Dès lors, la conception de la musique et de ses enjeux économiques vont s’en trouver altérés. La musique rejoint la science la plus pointue et évoque le clonage de matériel via le virtuel. Les possibilités offertes au musicien vont très rapidement se multiplier par 10, par 100, aussi vite que l’inflation des pistes…


LES « FLIPS » DU MUSICIEN

Le premier « flip » du musicien MAOiste était le suivant : « Si j’achète un nouvel ordinateur, que se passera-t-il ? » Pour le passage d'Atari vers PC ou compatible existait le format très pratique du Midi File pour sauvegarder ses œuvres ; la seule condition étant d’avoir des logiciels qui sauvegardent et qui les lisent. Déjà, chez Atari, les premières versions des séquenceurs Notator et de Cubase l’avaient déjà incorporé à leur programme. Toutefois, il reste vrai que le MacIntosh, qui a toujours aimé faire cavalier seul, proposait comme alternative un utilitaire comme Echange PC/MacIntosh, à la conversion complexe.

Le second flip du musicien de l’époque - qui peut sembler ridicule aujourd'hui -, était de faire fonctionner un ordinateur PC, car pour celui qui manipulait Atari tout était extrêmement simple.

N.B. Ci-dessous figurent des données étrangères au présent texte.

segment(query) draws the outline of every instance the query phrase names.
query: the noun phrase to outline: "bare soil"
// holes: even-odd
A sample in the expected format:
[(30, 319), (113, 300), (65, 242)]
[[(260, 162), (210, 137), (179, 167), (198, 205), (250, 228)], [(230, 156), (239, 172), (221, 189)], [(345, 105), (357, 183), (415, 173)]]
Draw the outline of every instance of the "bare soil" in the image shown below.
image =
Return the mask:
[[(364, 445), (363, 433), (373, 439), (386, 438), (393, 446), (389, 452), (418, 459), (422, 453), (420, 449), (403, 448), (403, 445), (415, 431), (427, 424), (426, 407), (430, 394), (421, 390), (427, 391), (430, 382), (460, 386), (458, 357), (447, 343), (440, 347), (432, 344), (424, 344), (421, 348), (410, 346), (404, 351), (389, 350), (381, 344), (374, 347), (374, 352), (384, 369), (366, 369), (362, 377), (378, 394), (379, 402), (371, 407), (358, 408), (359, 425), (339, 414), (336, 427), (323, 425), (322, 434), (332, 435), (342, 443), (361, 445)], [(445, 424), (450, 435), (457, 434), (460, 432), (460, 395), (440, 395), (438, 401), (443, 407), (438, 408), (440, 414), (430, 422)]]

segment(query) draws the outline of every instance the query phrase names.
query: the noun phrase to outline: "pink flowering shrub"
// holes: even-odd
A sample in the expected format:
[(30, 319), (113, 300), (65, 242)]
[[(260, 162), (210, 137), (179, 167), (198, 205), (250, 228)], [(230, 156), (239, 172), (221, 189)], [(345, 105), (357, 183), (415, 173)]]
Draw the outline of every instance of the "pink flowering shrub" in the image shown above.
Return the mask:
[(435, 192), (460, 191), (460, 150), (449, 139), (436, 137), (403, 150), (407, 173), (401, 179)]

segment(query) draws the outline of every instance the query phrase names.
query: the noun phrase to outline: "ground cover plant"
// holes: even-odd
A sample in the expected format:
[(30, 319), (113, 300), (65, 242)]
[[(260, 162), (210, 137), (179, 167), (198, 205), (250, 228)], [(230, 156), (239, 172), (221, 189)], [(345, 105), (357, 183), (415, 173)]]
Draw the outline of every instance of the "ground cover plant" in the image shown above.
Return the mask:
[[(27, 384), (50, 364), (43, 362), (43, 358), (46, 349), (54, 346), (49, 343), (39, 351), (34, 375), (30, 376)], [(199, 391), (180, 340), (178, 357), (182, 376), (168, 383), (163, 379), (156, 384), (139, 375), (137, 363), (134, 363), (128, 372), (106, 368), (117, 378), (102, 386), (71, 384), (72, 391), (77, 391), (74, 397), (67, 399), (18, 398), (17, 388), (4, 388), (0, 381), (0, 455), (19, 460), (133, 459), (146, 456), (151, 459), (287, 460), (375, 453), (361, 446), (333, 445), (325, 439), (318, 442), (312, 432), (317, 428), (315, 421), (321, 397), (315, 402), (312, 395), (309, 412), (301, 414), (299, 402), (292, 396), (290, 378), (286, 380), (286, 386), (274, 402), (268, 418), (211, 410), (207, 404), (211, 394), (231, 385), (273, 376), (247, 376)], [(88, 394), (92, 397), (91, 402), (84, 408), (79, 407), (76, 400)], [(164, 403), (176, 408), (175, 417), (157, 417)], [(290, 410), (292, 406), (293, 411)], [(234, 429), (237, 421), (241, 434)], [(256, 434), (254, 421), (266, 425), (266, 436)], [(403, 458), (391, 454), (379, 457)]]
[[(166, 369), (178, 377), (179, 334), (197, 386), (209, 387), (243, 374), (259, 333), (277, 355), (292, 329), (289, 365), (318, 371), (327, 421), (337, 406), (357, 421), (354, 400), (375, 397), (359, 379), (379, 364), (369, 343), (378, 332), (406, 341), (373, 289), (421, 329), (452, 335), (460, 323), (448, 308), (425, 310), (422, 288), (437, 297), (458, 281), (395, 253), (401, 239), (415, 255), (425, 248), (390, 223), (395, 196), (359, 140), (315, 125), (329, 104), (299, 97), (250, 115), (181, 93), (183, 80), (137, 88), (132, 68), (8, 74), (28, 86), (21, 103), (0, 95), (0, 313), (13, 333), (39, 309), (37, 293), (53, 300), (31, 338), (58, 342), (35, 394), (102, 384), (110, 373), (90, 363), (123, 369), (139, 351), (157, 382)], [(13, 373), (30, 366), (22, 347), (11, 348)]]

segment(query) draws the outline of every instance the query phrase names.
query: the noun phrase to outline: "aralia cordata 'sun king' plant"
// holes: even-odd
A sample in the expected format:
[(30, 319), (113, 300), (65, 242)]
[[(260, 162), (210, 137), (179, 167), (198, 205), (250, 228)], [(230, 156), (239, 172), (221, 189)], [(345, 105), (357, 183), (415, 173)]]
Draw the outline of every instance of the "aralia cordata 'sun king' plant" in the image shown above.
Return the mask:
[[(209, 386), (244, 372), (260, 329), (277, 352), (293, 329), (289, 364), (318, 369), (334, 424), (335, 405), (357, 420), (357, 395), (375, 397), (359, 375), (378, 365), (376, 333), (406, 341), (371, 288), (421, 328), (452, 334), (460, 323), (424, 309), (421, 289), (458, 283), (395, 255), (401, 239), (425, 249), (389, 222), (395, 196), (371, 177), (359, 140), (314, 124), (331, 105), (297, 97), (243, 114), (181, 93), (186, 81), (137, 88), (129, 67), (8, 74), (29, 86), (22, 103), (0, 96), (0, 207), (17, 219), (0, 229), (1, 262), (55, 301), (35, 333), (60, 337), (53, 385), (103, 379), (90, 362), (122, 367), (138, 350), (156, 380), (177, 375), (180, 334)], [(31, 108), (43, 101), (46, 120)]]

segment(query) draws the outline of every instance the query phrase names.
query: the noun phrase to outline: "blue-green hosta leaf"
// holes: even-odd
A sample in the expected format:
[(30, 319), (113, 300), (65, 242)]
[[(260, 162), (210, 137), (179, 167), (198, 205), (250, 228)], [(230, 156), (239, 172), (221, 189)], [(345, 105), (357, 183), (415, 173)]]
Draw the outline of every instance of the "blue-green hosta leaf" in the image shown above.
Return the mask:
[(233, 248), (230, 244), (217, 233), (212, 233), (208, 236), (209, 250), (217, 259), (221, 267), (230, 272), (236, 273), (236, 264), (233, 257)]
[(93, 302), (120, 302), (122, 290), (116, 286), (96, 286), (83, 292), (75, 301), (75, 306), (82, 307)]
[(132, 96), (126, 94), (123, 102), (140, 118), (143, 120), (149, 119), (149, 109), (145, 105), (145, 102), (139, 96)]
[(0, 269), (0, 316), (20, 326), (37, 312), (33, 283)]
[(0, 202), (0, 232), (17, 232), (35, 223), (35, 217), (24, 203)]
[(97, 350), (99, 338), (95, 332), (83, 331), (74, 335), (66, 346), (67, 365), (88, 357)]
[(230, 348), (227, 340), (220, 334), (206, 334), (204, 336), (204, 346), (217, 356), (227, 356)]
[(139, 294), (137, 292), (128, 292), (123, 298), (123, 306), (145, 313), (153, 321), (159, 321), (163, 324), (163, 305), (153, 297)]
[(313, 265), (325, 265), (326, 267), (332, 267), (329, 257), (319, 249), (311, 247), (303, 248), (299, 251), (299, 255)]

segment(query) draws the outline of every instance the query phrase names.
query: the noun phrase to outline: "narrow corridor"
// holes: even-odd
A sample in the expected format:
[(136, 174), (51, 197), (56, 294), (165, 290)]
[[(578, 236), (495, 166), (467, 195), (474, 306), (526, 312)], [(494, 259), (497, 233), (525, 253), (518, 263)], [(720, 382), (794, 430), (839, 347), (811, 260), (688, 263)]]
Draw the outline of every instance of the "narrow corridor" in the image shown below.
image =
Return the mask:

Il suffisait de lancer la disquette du programme pour que celui-ci se trouve opérationnel au bout d’une minute, sans autre manipulation. Cette crainte était justifiée par les rumeurs qui entouraient le système Windows assez instable et discrédité – à juste titre - par les utilisateurs de Mac.

Or, finalement, en faisant des sauvegardes permanentes, l’utilisateur du PC n’avait qu’un devoir, celui de bien connaître son logiciel. S’il n’envisageait pas de programmer en langage machine, qu’importe alors la plate-forme puisque dans le cas des ordinateurs PC et Mac ce sont les logiciels qui « font » l’ordinateur.


AU TOURNANT DU 21e SIÈCLE

Au tournant du 21e siècle, le PC règne en maître. Au Windows 98 succèdera le XP. Le monde du PC s’ouvre de plus en plus vers l’informatique musicale avec un plus grand engagement… tout comme MacIntosh d’ailleurs ; le multimédia y étant pour beaucoup. C’est à cette époque que les développeurs PC s’attaquent au marché « grand public » et que le clan MacIntosh prospecte le monde professionnel. PC ou Mac, c'est avant tout une question d'éthique, car bien entendu chaque plate-forme possède ses produits de début et de haut de gamme.

Si le « Plug and Play », qui fit le succès de MacIntosh, lui reste acquis, le système d’exploitation propre au PC a, quant à lui, bien évolué : icônes multiples, ascenseurs, multi-fenêtrage… Le marché du PC compte aujourd’hui près de 80 % d’adepte. Sa grande force réside toujours dans sa logithèque impressionnante et dans son assemblage qui peut être réalisé à la carte.